Can a CI/CD Pipeline Fail Even if All Jobs Pass?
CI/CD is often described as the process that automates the deployment. It includes actions like testing, building, and deploying, but sometimes those steps are not enough. A pipeline can be completed successfully while still deploying something that's not working as intended.
This usually occurs when the pipeline checks whether the technical steps ran, but not whether the final outcome makes sense from a functional or business point of view. And this isn’t exclusive to one type of software: it can happen with an API returning inaccurate responses, a web app failing to show data, or a microservice saving inconsistent records.

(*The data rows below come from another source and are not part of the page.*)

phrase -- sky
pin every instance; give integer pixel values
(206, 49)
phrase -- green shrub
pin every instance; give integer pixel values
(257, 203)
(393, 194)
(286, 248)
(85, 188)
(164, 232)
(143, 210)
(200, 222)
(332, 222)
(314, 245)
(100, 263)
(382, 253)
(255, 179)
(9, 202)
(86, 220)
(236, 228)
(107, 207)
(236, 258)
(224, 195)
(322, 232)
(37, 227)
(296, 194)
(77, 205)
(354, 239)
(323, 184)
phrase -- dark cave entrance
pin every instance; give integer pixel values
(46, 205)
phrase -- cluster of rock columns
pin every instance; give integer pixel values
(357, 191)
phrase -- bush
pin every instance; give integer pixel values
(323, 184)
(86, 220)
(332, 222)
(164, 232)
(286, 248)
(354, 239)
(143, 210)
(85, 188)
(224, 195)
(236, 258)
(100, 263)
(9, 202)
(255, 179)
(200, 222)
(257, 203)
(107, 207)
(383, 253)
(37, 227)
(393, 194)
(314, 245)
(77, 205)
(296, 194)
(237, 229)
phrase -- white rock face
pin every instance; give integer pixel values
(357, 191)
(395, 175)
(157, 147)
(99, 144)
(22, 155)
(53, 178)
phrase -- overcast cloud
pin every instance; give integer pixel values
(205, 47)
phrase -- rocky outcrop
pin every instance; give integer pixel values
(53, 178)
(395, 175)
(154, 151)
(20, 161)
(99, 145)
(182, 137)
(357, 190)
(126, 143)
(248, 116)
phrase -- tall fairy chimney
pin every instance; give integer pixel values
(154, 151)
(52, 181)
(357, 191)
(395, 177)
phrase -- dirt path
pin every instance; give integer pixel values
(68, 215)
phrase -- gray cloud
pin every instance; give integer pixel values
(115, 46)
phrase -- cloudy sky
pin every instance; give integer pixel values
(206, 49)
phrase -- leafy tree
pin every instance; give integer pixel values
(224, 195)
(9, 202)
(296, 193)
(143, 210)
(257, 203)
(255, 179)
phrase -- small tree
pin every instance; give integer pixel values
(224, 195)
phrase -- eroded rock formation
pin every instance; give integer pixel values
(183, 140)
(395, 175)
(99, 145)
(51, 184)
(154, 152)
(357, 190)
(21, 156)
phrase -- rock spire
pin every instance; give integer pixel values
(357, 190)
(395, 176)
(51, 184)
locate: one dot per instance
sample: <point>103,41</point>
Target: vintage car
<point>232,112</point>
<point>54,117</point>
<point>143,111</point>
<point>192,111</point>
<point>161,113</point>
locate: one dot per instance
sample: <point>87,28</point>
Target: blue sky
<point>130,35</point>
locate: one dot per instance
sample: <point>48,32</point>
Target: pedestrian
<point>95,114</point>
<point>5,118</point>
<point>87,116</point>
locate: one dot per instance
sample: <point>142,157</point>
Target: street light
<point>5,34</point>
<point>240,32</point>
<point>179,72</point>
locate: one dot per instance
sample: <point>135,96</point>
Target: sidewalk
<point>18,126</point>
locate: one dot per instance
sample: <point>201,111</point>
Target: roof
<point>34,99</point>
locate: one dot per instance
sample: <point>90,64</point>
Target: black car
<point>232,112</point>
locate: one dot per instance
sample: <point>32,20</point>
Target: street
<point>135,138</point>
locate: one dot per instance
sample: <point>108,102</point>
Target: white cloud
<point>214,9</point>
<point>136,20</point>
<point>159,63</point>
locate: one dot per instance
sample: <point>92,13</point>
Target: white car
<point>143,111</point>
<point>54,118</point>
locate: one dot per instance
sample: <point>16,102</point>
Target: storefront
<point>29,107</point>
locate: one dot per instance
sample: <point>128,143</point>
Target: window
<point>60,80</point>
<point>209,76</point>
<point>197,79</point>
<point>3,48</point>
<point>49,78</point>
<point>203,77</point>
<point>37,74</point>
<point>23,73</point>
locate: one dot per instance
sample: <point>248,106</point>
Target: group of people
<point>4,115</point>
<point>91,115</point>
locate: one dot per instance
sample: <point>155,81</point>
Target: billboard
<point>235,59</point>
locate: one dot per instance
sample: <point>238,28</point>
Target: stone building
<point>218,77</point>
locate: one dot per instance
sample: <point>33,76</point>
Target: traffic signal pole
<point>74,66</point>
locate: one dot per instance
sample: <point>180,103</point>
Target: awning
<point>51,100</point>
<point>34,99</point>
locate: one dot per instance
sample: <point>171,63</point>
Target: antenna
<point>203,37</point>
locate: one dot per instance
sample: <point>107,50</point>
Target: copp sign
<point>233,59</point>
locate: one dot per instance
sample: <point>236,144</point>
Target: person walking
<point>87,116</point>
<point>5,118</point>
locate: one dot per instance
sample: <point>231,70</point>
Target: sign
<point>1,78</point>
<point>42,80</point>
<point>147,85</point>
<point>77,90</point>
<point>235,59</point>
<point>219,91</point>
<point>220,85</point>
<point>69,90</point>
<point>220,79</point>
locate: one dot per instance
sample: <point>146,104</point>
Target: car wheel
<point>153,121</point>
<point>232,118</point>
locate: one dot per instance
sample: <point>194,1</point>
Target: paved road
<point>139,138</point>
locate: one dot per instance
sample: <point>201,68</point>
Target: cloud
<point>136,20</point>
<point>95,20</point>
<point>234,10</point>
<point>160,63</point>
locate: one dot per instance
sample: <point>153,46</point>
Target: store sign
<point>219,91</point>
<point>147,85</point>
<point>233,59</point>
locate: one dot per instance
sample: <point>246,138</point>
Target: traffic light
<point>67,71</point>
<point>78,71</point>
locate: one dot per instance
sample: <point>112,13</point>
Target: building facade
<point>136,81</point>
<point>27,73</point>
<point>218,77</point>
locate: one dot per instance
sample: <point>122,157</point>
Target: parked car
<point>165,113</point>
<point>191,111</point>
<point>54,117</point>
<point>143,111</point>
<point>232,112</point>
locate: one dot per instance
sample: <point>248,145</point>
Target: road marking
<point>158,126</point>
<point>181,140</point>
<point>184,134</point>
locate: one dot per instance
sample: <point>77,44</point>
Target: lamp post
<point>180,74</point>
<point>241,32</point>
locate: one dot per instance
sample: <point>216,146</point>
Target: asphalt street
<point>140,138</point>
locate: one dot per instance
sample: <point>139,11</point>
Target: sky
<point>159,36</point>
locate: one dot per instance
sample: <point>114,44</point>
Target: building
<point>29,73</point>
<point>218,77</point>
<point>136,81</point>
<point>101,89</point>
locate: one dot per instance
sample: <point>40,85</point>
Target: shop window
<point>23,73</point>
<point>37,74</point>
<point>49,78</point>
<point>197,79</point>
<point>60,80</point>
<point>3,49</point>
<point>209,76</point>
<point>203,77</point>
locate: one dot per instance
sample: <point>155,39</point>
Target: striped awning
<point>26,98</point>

That’s why it’s good practice to ask: “If all jobs run successfully, is the result actually reliable?” If you can’t confidently say yes, the pipeline needs better validations.
Where Should Validations Happen?
Validations in a CI/CD pipeline can happen at two key moments:
Before Deployment (CI): to ensure the release won’t break anything critical and that the software is always in a working state.
After Deployment (CD): to confirm that the system behaves as expected in a real environment.
Validating at both points helps you catch issues early and react fast when something breaks. They’re different checks, but they complement each other.
This is what smoke testing (in the CI stage) and regression testing (in the CD stage) are for. Simple but essential practices when you want a reliable pipeline.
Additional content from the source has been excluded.